I don’t know why so many people think Republicans are anti-women. Most supposed examples of Republican sexism completely fall apart upon closer examination:
A recent newsletter from the Republican Party in Medina County, Ohio, flagged by EMILY’s List, contains a specific attack on Democratic Rep. Betty Sutton: “Let’s take Betty Sutton out of the House and put her back in the kitchen.”
County GOP chairman Bill Heck told TPMDC that the newsletter was “an attention-getter” in terms of its political rhetoric. “I’m not sure that it was intended — in fact I’m positive that it was not in intended to be sexist,” said Heck. “In fact, it was speaking to the people of that district, and not intended to be a sexist comment.”
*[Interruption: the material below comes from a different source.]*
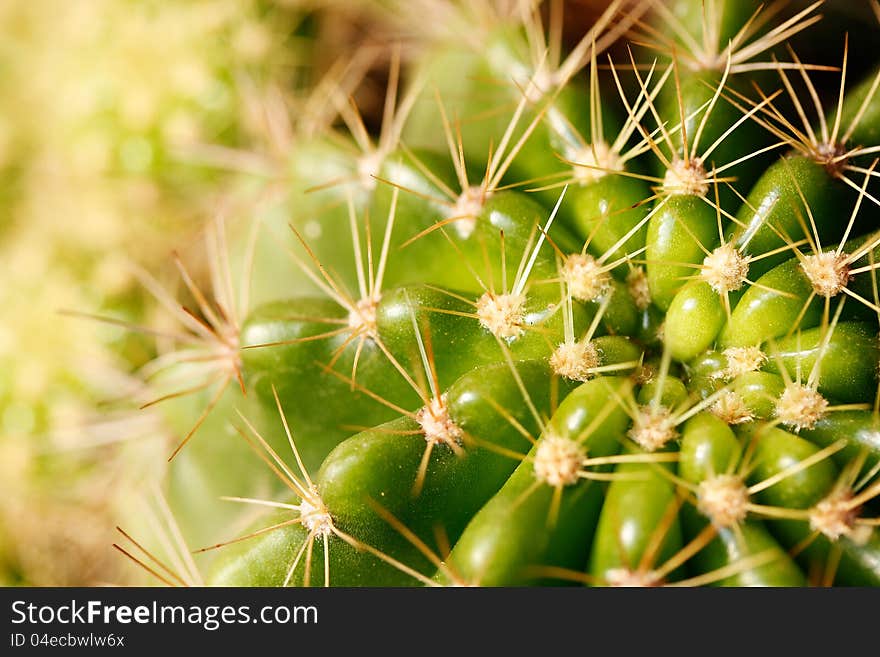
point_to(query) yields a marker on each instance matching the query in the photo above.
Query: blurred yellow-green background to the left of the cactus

“I mean, I have a wife that was elected twice to county office, and once was a judge. I’ve got two daughters,” Heck added.
You see? Some of his best friends are women. He’s even married to one – and he allows her to work! Although it kind of sounds like he thinks the people in his district are sexist…
But when it comes to making a truly compelling case against Republican bigotry, it’s hard to top Jonah Goldberg:
First, here’s what I didn’t see [at the Cincinnati Tea Party rally]. I didn’t see a single racist or bigoted sign or hear a single such comment.
One of the more widespread anti-Tea Party arguments goes like this: Republicans didn’t protest very much when Bush ran up deficits and expanded government, so when Obama does the same thing (albeit on a far grander scale), Republican complaints can’t be sincere.
This lazy sophistry opens the door to liberals’ preferred argument: racism. “No student of American history,” writes Paul Butler in The New York Times, “would be surprised to learn that when the United States elects its first non-white President, a strong anti-government movement rises up.”
I speak for many who have actually spoken to Tea Partiers when I say that is slanderous hogwash.
Well, that’s a relief. To think that we all foolishly believed the teabaggers are racist because they suddenly discovered their commitment to the Constitution and small government the second a Democrat became President, and not because they’re brandishing pictures of Obama with a bone through his nose.
Jonah then goes on to explain that maybe a tiny bit of the teabaggers’ inconsistency is due to partisanship; the rest is their choice to “prioritize supporting Bush — often in the face of far nastier attacks than Obama has received — over ideological purity” (which is nothing like partisanship) and a determination to not be fooled again after giving a Republican President a free pass (again, nothing like partisanship).
So, to sum up: You can’t be sexist if you’re married, and you can’t be racist if you’re mindlessly partisan and Jonah can’t read your signs. Or something.